Leaving it better than he found it: Shawnee senior helps engineer St. James football turnaround
St. James Academy senior quarterback Jansen Keyes is mortal. It’s a hard lesson for any high school player to accept but one that every athlete must inevitably face. The sport and the body can both betray you at any time.
Keyes suffered an MCL tear against Baldwin last season as a junior, an injury that caused him to miss three games. He came back for the last game of the season, but by that point the Thunder had seen its 3-0 start sputter to a 4-5 overall record. The promise of the team’s first winning season might have gone down with its quarterback.
Because of the injury, Keyes entered this season aware that the shelf life of a football player can be as short as the play it took to undo his MCL. His response wasn’t about injury prevention but rather expending everything he had on the field so there would be no regrets. He has used this 2012 season to run each play as if it were the last snap he’ll ever take.

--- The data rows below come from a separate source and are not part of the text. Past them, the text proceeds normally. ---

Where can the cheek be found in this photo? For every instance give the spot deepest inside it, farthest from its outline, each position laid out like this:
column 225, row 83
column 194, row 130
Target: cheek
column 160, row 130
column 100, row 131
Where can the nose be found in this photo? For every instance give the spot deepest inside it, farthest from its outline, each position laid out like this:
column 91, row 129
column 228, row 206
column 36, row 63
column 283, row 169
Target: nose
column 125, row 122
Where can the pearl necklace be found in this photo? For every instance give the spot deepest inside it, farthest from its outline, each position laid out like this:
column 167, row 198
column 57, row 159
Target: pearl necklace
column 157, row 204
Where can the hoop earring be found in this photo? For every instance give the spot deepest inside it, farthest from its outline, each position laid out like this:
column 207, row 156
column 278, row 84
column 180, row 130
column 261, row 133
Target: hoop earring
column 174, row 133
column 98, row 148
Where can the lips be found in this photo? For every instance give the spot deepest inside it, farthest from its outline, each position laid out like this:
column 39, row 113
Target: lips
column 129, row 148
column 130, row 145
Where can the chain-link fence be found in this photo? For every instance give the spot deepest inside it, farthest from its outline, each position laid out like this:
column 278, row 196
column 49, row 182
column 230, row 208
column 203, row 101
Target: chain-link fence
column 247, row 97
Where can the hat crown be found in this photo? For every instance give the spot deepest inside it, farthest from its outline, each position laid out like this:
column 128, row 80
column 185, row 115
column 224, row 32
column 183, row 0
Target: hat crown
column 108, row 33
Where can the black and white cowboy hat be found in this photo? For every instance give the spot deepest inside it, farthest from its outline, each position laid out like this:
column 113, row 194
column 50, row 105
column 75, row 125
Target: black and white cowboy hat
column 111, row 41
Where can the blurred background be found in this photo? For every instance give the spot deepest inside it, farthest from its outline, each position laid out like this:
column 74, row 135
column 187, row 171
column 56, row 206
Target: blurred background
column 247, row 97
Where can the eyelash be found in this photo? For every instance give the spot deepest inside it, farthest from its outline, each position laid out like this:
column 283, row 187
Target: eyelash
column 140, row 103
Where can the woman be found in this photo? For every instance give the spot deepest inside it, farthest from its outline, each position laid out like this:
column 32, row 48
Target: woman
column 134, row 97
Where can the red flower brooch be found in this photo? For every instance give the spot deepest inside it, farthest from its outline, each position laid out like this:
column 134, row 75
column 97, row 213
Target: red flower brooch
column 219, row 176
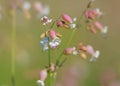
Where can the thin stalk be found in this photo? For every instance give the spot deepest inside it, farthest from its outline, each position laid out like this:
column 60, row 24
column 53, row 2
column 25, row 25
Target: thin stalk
column 49, row 63
column 71, row 37
column 13, row 46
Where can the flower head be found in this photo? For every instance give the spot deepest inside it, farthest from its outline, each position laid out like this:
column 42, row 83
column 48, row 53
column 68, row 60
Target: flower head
column 45, row 20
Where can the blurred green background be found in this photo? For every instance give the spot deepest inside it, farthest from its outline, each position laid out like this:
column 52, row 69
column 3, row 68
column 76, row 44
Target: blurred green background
column 29, row 56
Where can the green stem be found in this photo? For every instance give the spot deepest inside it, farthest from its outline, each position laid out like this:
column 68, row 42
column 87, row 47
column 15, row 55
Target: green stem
column 71, row 37
column 49, row 63
column 13, row 45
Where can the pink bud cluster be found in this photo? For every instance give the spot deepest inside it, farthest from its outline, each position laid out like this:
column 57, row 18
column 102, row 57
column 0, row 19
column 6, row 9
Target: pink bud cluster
column 66, row 22
column 44, row 73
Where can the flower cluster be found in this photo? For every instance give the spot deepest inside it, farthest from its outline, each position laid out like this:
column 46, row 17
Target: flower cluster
column 93, row 24
column 67, row 22
column 51, row 39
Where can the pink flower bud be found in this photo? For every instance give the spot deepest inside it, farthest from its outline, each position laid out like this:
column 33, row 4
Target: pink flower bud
column 52, row 67
column 52, row 34
column 43, row 74
column 92, row 28
column 68, row 51
column 67, row 18
column 98, row 25
column 89, row 14
column 90, row 50
column 59, row 23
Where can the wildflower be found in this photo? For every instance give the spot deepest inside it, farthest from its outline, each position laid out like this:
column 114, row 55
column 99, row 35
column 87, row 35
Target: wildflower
column 44, row 34
column 90, row 3
column 83, row 55
column 60, row 23
column 52, row 34
column 52, row 67
column 40, row 83
column 44, row 43
column 71, row 50
column 94, row 54
column 67, row 18
column 54, row 43
column 73, row 25
column 45, row 20
column 92, row 14
column 92, row 28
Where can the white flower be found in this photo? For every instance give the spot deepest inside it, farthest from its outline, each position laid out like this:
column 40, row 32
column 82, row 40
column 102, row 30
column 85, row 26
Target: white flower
column 45, row 20
column 40, row 83
column 55, row 42
column 95, row 56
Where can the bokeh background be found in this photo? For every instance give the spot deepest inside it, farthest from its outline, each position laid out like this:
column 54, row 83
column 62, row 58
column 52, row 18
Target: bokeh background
column 29, row 56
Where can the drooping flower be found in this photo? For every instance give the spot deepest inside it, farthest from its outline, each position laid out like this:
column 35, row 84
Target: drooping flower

With this year’s 7-2 season — capped by a 42-28 loss on Oct. 24 to De Soto, by far the best record the school has ever seen — Keyes and his senior classmates built a legacy that could be the turning point for the relatively new football program.
“We may be a new school,” Keyes said, “but it doesn’t mean we can’t compete.”
The St. James football program has been around only since 2006 and is just now experiencing a winning record, and the class of 2013 has had a front row seat to this rise. And it’s no coincidence that the team saw its biggest shift come last year when coach Tom Radke took the head coaching job and Keyes became the starting quarterback.
That first season was about installing a new offense and getting the players acquainted with the new coaching staff. This season is when it all started to come together.
“I kind of knew we had some talented guys and a big line; you need that in the Frontier League with the schedule we play,” Radke said. “I knew it going in and the coaches did. It was just getting them (the players) convinced that they could be really, really good.”
Given his position, Keyes has been the mainstay of a team that won its first six games in inspiring fashion, none more impressive than a 17-14 victory against Eudora. The Thunder trailed 14-0 with five minutes left to play, and Keyes recalls someone in the huddle rousing teammates, letting them know the deficit was not too much to overcome.
Despite his five interceptions on the night, Keyes wanted the ball. He craved the responsibility, and St. James roared back to win with a field goal in the closing seconds.
Keyes has wanted the ball in his hands all season. He finished with more interceptions this season (12) than touchdowns (11), but he always wants to be the one making plays. On the ground, Keyes demonstrated his multidimensional talents this season by averaging 52 rushing yards per game with five touchdowns to go with his 109 passing yards per game. He usually isn’t the fastest or the biggest player, but he always gets the yards.
On the St. James baseball team, which has won two consecutive state championships, Keyes is a pitcher. Quarterbacks coach Matt Joshi finds that comically fitting.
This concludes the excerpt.